Meet the Ancestors (BBC2) has a go at tapping into both these currents of feeling, with variable success. The idea behind the series is to use the latest forensic techniques to extract information from the bones of our forebears. Last night's programme had Julian Richards investigating four skeletons found in a Stone Age site at Cranborne in Dorset. An initial visit by a bone specialist established that one of the corpses was a slim-built woman aged around 30, and the other three were children of indeterminate sex, aged around 10, nine and five; all of them were suffering from iron-deficiency anaemia. Carbon- dating showed that they had probably lived between 3400 and 3300 BC. Analysis of nitrogen isotopes suggested that they had eaten a diet rich in animal protein, either meat or dairy products. DNA testing showed that the middle child was a boy, the other two girls, while analysis of strontium in their teeth, when compared with strontium signatures from around the country, mapped out their travels.

The story, in brief, was that the woman had been born in the Mendips, had travelled south to Dorset to collect the two older children, who weren't hers, before returning to the Mendips, where she had given birth to the younger child. Then all four had returned to Dorset to die, by means unknown.

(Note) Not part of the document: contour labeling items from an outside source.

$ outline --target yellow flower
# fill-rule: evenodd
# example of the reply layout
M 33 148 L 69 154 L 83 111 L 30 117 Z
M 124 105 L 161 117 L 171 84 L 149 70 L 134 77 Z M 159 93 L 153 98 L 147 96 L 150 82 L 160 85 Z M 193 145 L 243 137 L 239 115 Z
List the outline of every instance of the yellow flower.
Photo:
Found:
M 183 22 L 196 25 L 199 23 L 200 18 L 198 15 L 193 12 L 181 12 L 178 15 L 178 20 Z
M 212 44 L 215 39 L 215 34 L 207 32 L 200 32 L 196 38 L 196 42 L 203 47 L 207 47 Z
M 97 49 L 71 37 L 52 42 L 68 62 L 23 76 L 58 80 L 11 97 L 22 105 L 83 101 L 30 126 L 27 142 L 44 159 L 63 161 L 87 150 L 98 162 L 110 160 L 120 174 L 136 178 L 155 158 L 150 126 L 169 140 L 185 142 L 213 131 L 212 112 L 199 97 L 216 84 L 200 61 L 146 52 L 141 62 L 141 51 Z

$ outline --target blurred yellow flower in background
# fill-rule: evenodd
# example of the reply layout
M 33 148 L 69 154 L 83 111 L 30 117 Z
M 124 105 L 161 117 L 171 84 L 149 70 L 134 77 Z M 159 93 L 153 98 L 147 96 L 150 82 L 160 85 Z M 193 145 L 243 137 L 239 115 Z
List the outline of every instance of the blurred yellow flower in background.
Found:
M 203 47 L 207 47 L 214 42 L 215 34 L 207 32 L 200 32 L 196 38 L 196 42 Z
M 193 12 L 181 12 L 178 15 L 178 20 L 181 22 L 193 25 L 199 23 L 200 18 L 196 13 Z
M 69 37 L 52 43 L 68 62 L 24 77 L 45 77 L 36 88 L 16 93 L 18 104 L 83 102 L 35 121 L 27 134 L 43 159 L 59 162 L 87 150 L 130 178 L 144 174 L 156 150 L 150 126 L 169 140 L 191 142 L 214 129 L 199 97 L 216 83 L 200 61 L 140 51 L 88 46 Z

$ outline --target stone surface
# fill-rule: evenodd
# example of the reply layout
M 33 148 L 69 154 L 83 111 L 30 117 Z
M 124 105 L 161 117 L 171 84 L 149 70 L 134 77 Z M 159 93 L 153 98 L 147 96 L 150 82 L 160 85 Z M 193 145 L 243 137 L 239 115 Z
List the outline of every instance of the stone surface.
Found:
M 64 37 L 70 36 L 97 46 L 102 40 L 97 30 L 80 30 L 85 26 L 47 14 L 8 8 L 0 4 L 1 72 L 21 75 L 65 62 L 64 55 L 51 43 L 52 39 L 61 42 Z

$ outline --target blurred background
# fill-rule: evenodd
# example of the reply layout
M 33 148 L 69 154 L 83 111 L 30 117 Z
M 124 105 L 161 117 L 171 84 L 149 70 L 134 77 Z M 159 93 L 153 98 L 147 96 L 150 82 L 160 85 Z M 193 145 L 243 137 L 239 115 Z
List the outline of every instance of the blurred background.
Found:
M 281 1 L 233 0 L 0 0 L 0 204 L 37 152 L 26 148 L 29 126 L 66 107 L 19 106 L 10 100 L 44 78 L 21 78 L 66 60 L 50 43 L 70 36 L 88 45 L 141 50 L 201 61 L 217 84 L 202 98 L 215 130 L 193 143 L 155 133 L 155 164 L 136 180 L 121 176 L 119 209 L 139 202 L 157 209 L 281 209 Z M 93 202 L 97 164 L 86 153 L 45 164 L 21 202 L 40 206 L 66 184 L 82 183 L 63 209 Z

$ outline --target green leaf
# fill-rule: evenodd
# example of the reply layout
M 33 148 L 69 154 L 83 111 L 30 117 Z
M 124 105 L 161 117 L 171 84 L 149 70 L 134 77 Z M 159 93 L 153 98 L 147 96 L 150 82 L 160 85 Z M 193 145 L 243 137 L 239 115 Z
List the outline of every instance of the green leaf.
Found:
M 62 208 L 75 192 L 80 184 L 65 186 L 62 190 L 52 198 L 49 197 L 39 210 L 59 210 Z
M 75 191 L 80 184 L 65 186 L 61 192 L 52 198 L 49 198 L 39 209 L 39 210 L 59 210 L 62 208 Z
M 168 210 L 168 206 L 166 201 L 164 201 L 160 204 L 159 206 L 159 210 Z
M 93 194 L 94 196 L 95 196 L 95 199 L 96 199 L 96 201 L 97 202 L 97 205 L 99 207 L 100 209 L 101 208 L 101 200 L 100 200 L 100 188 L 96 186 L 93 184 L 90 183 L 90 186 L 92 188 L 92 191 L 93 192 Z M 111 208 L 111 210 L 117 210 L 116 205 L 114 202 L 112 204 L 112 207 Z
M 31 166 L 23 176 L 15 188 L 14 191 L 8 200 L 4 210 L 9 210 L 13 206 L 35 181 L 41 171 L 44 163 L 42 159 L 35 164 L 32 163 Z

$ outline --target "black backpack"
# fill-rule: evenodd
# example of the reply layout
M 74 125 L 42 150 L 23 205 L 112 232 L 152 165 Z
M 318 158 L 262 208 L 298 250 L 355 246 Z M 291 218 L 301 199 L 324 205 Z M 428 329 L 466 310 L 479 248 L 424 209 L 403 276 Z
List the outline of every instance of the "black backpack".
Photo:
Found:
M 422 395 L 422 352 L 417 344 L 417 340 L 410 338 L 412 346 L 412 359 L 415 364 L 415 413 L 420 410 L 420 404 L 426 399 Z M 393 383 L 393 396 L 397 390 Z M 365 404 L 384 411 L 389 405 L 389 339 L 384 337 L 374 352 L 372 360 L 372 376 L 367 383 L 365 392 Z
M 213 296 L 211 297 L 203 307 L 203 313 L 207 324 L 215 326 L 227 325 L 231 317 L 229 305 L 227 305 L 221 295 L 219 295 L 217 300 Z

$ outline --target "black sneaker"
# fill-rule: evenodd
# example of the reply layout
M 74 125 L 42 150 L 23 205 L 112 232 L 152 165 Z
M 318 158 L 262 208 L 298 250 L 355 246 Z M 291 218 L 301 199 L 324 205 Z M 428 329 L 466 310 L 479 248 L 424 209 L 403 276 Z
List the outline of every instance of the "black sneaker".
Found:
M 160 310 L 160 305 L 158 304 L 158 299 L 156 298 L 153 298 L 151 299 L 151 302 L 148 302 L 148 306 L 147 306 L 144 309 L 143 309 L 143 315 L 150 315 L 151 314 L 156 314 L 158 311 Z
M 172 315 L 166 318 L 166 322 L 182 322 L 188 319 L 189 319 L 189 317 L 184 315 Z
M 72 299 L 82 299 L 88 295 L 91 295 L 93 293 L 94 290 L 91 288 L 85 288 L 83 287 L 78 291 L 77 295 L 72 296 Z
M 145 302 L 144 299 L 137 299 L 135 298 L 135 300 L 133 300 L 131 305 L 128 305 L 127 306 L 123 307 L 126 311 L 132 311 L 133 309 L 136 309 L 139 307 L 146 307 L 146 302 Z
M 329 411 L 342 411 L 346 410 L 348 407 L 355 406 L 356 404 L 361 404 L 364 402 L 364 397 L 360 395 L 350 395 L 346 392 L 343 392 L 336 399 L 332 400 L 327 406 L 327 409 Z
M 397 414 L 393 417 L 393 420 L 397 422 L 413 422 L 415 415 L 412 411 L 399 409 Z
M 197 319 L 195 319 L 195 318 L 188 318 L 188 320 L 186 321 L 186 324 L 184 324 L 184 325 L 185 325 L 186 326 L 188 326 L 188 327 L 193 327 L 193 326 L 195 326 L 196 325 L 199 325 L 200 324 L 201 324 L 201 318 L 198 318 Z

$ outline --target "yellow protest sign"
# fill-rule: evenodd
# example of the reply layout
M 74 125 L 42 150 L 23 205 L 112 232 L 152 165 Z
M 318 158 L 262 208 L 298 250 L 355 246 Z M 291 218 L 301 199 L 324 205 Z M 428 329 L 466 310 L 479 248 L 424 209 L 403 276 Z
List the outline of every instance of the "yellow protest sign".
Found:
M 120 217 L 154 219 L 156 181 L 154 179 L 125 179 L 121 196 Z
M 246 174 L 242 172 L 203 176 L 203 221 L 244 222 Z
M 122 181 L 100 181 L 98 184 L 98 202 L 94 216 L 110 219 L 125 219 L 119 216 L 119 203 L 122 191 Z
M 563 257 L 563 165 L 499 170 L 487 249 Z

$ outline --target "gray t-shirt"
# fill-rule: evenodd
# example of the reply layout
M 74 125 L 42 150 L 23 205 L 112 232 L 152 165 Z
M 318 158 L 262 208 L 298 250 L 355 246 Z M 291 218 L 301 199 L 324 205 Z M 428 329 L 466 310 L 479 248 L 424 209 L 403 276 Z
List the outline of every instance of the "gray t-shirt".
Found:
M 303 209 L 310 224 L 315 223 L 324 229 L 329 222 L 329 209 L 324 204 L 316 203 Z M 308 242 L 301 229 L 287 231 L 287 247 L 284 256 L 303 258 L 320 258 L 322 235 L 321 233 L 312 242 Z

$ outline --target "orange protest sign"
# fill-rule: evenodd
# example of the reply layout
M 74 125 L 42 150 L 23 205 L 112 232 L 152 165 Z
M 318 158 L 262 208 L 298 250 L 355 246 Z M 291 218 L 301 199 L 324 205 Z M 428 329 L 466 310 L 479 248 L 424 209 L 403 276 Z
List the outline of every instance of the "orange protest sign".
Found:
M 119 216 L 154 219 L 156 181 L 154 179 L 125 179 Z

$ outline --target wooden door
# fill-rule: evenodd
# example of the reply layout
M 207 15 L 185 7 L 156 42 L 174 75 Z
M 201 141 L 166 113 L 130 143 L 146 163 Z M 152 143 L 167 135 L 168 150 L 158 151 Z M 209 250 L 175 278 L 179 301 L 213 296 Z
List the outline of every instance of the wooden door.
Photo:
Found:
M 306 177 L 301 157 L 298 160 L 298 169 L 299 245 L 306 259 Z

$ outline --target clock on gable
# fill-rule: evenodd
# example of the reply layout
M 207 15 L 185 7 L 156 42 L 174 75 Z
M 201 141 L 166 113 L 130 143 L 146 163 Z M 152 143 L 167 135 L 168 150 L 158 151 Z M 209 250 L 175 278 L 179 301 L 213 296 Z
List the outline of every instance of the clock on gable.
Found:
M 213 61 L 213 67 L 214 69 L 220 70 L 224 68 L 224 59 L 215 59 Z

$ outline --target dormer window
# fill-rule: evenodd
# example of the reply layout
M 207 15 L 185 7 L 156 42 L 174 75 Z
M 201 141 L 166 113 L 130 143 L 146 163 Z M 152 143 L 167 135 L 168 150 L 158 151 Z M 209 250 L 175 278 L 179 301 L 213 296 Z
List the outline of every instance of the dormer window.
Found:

That this much can be known from bones 5,500 years old is astounding, and the series' achievement is to cajole the viewer into joining in the archaeologists' intermittent chorus of schoolboy exclamation - "Gosh!" and "Cripes!" What takes the shine off it for me is the way in which Richards (abetted by Elizabeth Parker's mock-primitive music) tries to whip up an air of mystery and pathos that sits uncomfortably with his near-permanent grin.

After this, there was more forensic science in Dispatches (C4), which followed a team of Finnish scientists to Kosovo last November. Their mission was to investigate the sites of two massacres in the hope of establishing who was responsible: the first was at Gornje Obrinje, where 22 Albanians had been killed - including several children - the second was not far away at Klecka, where Serbian civilians had been lined up and executed. Unsurprisingly, the local Serb authorities, in the person of investigating judge Danica Marinkovic, had lots of advice to give and conclusions to offer regarding the Klecka massacre. Charred bones and a couple of alleged Albanian terrorists were brought out for the benefit of the cameras. Meanwhile, most of the Finnish team was being kept out of the country.

When they finally did arrive, their mission to exhume corpses at Gornje Obrinje, deep in KLA-held territory, was ambushed by Ms Marinkovic and a convoy of heavily-armed Serb grunts - forensic experts, she claimed, whose presence at the exhumation was essential. To avoid a bloodbath, the mission was aborted.

In many ways, Heenan Bhatti's documentary was wearily familiar, with its shots of an emotionless Albanian showing off the unmarked graves of his entire family - his three-month-old daughter had survived the massacre only to die on the way to hospital: "There is nothing more I can say about her." And its distaste for the Serbs was at times too evident: it was absurd to talk about the Serbs "manipulating" the Finnish mission when all their blustering and obstruction had been caught on camera.

The programme found itself with an inadvertently urgent conclusion: Judge Marinkovic was in the news again this week, supervising the removal of bodies after the killings at Racak, and again the Finns have been fighting for access. You imagine the Dispatches team would have settled for being a little less topical.